Mind over Machine

Chronic stroke sufferers boost the brain’s ability to heal itself through brain–machine interfaces

brain–machine interfaces
Chronic stroke patients can regain lost movement by training their brain to control a robotic exoskeleton. © 2016 Junichi Ushiba, Keio University

Junichi Ushiba works in the science-fictional world of brain–machine interfaces, but he doesn’t like the term ‘cyborg’.

“‘Cyborg’ sounds like ‘technology’s invasion of human beings’,” says Ushiba, from Keio University’s Laboratory for Rehabilitation Neuroscience. He’s more interested in how technology can be used in a more benign way to promote the brain’s self-healing abilities in people whose neurological function has been compromised by neuromuscular disease. The results have been impressive; by connecting stroke patients’ brains to computers, Ushiba is helping damaged neural regions come alive.

Wiring up

An engineer by training, Ushiba became interested in the interface between engineering and neurology in 2009 when a student came to him and suggested the idea of a brain–machine interface that used noninvasive electroencephalogram (EEG) technology, involving electrodes on the surface of the skin. This approach was first developed in the 1980s to help people with ‘locked-in’ syndrome to communicate.

Having studied rehabilitation, Ushiba realised there was a lack of treatment options for people whose disease had affected their ability to control their arms, and who therefore couldn’t manually interact with a machine or computer.

“I realized that helping the damaged brain to rewire itself using brain–machine interfaces could become an essential and unique therapy to such patients,” Ushiba says. He thought that using the brain to direct actions on a computer or machine might stimulate rewiring and healing in the damaged parts of the brain that normally control those same physical movements.

So he and his research team began working with people with muscular dystrophy; a group of inherited diseases characterised by gradual muscle wastage. The aim was to see if they could control a machine with the power of their mind.

Moving thoughts

The first question was whether brainwaves recorded through the skin would be an accurate measure of activity in the parts of the brain associated with muscle control. Ushiba and his team conducted experiments in which they used EEG to look at brain and spinal cord activity in healthy volunteers who were asked to imagine moving their wrist1, 2. This showed that just imagining the movement of a limb was enough to excite the neurons in the brain and spinal cord that would normally trigger this movement.

The next step was to see what effect this approach might have in people paralysed by stroke. By this time, Ushiba’s work was garnering international attention, and he began working with overseas collaborators — including neuroscientists Surjo Soekadar from Germany and Hartwig Siebner from Denmark — to develop the next generation of brain–machine interfaces. The international partnership has since seen one of Ushiba’s master’s students, Shuka Shibusawa, working in Soekadar’s lab to continue the collaboration.

The team conducted an experiment in which they used real-time brain imaging to see what happened when stroke patients tried to move a paralysed finger.

After one hour of finger extension training every day for a month, Ushiba and colleagues observed increased brain activity in the damaged parts of the brain that normally would control this movement3.

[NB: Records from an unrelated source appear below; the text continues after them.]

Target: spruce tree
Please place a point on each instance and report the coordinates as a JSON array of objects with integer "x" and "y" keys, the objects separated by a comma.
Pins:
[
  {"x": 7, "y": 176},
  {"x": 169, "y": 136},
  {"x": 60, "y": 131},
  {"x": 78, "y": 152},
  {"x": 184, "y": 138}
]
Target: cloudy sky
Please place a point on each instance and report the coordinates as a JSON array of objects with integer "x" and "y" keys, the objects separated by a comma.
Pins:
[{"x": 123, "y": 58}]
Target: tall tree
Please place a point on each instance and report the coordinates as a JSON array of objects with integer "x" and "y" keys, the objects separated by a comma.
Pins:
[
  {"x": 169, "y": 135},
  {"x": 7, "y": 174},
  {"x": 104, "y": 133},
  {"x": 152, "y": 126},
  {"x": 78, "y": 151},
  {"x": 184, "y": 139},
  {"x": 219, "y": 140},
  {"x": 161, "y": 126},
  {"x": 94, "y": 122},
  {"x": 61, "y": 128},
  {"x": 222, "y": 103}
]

The results were testament to the brain’s remarkable plasticity — its ability to ‘rewire’ around damage — and showed how a brain–machine interface might facilitate this process.

Stroke therapy

But, the researchers aren’t stopping there. If the neural activity associated with imagining a physical movement can be recorded, can it also be used to activate that movement?

He and his collaborators are now working to use the EEG-based brain–machine interface in humans to control a robotic exoskeleton. Animal studies by other research groups already suggest that the approach not only enables robotic-assisted movement, but the movement feeds back into the brain to further promote functional reorganisation around damaged areas.

“We believe that our brain–machine interfaces would be far more effective compared to simple robotic movement support,” Ushiba says, referring to passive exoskeleton-style robotics that simply translate physical movement to robotic movement.

The team have already published numerous case studies of brain–machine interface work in people suffering chronic stroke, and found that around 70 per cent of patients show improvements in lost motor function. It offers hope to people for whom there currently are few prospects for improvement.